Moi qui aime tant les jolies histoires, me voilà tentant de comprendre des graphiques, des acronymes, des interventions intempestives de l’anglais dans un exposé en français, des termes de management…  C’est toute la beauté du geste pour un esprit tourné comme le mien : tenter de comprendre ces notions obscures, et les restituer fidèlement.

De retour chez moi, je me repasse l’audio de la réunion.  Si j’ai de la chance, la traduction en français des interventions en néerlandais ont bien été enregistrées, sinon j’ai toujours mes notes sur lesquelles m’appuyer…  Si j’ai vraiment beaucoup de chance, je peux me référer aux slides qui illustraient les présentations, et qui me sont très utiles pour donner une structure à mon rapport.  Mais parfois, je n’ai pas de chance.  Je n’ai pas l’enregistrement de la traduction ou / et je ne dispose pas de tous les supports de présentation…  Je m’appuie alors sur mes gribouillages, mes souvenirs et mes perceptions à la réécoute de l’audio.

Lorsque je suis bien certaine d’avoir rédigé un document clair et complet, je dois encore vérifier la concordance entre le texte et les annexes, puis mettre ces annexes en pages.  Ça, c’est le pire : insérer une dizaine de documents aux formats les plus divers dans un Word.  Suis pas graphiste, moi.  Pour pimenter le travail, je me livre également au petit jeu du « qui a dit quoi ».  Ne connaissant pas le nom de tous les intervenants, il me faut guetter l’énonciation du patronyme par un autre participant pour résoudre l’énigme.

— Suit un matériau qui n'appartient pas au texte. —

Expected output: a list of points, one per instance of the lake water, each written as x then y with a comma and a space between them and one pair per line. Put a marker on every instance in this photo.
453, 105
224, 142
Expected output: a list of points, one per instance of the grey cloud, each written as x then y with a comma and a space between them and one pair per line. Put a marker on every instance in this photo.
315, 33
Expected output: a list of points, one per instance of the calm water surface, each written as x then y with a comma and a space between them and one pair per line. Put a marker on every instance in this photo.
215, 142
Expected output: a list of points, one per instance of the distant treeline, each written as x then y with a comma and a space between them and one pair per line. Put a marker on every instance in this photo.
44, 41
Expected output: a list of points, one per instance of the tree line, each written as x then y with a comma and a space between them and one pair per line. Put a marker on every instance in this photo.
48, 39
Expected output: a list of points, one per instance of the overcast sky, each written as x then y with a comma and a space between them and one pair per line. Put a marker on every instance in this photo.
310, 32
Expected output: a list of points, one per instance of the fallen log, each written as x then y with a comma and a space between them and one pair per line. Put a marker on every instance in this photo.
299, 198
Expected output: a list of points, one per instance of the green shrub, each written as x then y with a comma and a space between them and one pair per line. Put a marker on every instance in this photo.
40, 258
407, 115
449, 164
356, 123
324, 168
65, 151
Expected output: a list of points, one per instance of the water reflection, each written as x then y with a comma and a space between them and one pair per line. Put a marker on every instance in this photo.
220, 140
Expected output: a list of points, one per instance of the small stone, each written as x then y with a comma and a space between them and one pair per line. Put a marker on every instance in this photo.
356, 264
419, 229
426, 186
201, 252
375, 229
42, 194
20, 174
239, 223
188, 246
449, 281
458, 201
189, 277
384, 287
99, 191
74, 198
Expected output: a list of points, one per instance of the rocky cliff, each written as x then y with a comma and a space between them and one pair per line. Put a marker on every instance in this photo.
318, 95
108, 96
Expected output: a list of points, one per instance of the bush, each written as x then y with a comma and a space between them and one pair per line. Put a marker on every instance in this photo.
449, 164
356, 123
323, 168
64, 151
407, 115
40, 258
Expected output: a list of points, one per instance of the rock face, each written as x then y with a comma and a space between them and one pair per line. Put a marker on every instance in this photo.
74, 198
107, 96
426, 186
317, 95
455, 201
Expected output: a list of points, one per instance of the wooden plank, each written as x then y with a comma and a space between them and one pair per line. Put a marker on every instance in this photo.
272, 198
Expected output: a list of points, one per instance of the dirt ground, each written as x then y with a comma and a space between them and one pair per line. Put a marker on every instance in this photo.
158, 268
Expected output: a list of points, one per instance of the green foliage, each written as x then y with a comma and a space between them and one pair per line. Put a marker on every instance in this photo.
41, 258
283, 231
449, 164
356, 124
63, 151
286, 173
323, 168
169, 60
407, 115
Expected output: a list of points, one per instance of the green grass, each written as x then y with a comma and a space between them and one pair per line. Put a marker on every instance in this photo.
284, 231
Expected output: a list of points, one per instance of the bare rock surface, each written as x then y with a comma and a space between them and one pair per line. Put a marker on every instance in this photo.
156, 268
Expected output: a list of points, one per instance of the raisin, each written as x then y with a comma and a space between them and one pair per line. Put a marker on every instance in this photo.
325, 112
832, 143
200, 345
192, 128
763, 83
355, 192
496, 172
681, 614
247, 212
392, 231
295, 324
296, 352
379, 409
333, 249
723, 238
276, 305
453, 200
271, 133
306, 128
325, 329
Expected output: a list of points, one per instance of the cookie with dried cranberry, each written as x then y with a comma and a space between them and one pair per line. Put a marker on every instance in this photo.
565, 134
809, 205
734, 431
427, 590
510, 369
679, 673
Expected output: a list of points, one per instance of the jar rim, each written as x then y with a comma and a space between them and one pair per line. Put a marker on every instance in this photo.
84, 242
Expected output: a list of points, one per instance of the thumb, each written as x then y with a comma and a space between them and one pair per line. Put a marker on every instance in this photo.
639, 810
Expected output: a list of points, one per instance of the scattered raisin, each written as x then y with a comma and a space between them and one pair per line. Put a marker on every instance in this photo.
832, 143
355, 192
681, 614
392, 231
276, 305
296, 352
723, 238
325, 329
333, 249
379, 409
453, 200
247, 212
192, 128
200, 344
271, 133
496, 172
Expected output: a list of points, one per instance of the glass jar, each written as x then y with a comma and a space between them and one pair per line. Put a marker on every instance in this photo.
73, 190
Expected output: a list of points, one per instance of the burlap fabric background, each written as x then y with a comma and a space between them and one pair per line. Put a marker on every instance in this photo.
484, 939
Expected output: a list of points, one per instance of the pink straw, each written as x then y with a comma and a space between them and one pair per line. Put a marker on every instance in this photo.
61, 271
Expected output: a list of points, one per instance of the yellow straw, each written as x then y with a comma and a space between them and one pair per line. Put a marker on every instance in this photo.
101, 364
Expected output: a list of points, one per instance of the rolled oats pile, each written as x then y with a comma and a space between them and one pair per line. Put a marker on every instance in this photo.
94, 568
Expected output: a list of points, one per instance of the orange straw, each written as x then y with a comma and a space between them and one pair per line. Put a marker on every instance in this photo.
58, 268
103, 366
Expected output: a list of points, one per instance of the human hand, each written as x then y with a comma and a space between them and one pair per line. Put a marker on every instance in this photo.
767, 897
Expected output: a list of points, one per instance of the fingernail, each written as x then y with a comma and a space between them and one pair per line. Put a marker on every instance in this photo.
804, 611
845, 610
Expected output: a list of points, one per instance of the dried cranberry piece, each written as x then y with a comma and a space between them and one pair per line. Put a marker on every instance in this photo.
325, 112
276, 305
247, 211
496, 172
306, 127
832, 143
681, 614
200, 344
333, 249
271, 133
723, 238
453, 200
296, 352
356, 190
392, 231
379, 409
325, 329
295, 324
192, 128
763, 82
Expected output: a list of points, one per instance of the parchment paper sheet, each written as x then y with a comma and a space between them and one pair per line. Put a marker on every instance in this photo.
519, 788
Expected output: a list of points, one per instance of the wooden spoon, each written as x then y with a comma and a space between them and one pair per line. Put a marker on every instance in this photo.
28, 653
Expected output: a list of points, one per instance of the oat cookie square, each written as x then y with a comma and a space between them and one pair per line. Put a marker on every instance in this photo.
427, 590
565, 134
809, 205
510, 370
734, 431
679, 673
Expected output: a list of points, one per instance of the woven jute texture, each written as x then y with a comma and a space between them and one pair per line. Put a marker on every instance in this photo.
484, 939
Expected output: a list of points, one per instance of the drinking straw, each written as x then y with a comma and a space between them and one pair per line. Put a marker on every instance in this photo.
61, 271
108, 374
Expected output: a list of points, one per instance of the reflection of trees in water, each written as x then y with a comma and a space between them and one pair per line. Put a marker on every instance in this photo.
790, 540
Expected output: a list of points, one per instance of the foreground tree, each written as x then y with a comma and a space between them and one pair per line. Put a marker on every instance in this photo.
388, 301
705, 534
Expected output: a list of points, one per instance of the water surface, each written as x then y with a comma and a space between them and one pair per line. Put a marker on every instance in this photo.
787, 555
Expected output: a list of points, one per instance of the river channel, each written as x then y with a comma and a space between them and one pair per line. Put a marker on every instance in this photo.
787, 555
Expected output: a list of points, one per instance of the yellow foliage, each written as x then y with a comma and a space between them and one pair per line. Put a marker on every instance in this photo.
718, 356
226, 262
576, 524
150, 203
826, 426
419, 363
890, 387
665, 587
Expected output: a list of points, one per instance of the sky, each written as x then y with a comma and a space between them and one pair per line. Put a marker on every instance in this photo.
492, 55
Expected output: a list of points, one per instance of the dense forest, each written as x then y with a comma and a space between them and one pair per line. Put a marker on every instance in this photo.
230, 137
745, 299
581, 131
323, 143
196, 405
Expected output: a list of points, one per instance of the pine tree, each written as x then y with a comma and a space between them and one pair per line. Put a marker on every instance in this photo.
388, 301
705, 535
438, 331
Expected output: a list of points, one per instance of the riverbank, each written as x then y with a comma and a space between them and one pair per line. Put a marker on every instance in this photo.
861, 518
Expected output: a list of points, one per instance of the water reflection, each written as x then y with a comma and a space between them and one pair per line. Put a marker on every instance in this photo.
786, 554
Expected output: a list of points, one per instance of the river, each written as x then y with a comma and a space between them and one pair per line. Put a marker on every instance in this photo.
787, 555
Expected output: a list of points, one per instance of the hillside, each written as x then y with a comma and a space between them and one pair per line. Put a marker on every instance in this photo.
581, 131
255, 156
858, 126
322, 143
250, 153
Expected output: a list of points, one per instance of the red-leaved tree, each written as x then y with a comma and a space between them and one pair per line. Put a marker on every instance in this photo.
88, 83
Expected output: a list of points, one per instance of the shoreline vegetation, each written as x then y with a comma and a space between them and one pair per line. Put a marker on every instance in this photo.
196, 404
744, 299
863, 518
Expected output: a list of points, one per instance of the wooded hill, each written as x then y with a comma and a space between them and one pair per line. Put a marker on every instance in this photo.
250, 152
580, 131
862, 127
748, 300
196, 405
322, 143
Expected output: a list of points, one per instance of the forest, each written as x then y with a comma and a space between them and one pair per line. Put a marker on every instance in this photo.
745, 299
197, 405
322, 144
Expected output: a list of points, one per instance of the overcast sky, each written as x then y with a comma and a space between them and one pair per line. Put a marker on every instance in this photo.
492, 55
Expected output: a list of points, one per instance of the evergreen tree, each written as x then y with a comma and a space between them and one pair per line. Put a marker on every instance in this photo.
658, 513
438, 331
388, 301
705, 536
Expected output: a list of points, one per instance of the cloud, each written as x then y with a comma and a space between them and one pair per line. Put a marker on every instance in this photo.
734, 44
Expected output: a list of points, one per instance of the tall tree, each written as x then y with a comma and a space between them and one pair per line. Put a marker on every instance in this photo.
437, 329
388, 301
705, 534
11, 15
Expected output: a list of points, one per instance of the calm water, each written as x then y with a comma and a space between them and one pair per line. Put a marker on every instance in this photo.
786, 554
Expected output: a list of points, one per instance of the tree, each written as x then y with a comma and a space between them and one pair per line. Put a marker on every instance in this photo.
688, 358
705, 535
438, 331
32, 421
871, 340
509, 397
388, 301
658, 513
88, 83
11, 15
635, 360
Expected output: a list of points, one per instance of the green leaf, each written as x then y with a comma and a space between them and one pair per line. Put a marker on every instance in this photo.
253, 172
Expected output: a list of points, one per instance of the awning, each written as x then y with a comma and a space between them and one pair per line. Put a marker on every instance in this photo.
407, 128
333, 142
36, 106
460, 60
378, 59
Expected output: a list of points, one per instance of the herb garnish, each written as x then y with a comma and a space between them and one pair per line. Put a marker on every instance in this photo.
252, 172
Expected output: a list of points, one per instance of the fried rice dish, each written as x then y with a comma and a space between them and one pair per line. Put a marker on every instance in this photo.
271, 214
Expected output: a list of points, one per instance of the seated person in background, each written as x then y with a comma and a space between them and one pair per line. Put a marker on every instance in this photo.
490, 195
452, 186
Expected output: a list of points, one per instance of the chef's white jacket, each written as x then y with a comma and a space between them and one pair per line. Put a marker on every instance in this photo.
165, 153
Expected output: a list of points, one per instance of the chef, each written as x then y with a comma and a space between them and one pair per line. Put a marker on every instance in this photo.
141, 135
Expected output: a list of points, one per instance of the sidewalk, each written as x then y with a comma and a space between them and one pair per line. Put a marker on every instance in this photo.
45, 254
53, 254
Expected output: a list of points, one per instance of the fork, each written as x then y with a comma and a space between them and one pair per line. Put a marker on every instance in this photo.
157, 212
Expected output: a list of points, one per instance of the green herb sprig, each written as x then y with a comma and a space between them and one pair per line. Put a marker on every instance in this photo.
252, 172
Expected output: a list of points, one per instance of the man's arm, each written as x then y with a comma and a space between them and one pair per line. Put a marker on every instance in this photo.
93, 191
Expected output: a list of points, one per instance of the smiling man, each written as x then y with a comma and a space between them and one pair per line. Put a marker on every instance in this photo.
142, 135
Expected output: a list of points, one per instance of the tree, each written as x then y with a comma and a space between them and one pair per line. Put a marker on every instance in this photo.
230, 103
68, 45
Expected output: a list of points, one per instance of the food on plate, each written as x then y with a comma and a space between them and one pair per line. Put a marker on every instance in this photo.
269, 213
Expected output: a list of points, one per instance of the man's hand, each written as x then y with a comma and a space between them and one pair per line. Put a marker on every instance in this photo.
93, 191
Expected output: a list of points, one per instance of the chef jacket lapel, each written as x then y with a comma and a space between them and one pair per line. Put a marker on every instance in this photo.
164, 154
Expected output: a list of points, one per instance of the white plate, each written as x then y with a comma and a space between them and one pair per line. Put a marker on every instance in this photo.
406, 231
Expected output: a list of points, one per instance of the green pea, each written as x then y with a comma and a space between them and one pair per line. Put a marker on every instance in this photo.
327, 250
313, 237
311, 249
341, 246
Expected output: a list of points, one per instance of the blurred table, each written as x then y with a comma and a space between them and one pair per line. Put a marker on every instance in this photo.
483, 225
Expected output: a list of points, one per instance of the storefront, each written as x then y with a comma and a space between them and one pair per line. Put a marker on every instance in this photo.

Mais…  Tout n’est pas qu’aridité, sang, sueur et larmes.  Où vais-je trouver du plaisir, me demanderez-vous ?  Ce qui est excitant dans la rédaction d’un rapport (si, si, je vous jure qu’il y a des aspects excitants), c’est le choix des mots.  Entre « Tartempion affirme », « Tartempion déclare », « Tartempion soutient », « Tartempion précise » et « Tartempion ajoute », il y a de la nuance.  J’aurais pu écrire « Tartempion dit », mais non.  Je vaux beaucoup mieux que ça.  C’est pour ça que c’est moi qui rédige les PV des CE de ce grand groupe !  Enfin, j’aime à le croire.  J’ose espérer que s’ils continuent à me confier ce travail, c’est qu’il est fidèle à ce qui s’est dit en séance.  Je m’accroche donc à cette reconnaissance portant sur la qualité de mon travail, à défaut de pouvoir m’appuyer sur une reconnaissance financière (je n’entrerai pas dans les détails à ce sujet-là).  Au passage, avez-vous perçu la différence entre « je m’accroche » et « je m’appuie » ?  Pas pareil, hein ?

L’un dans l’autre, entre réécoutes, rédaction, chipotages de mise en page, échanges de mails pour obtenir des précisions, le PV d’une réunion de deux heures m’en a pris dix-sept, déplacement non compris…  Pensez-y, la prochaine fois que vous recevrez un PV dans votre boîte mail : derrière le document se cache peut-être un tâcheron de bonne volonté qui a tenté de vous faire vivre ce qui a été vécu, de vous faire entendre ce qui a été dit.  Si cela peut vous motiver à le lire…  je n’aurai pas tout à fait perdu mon temps.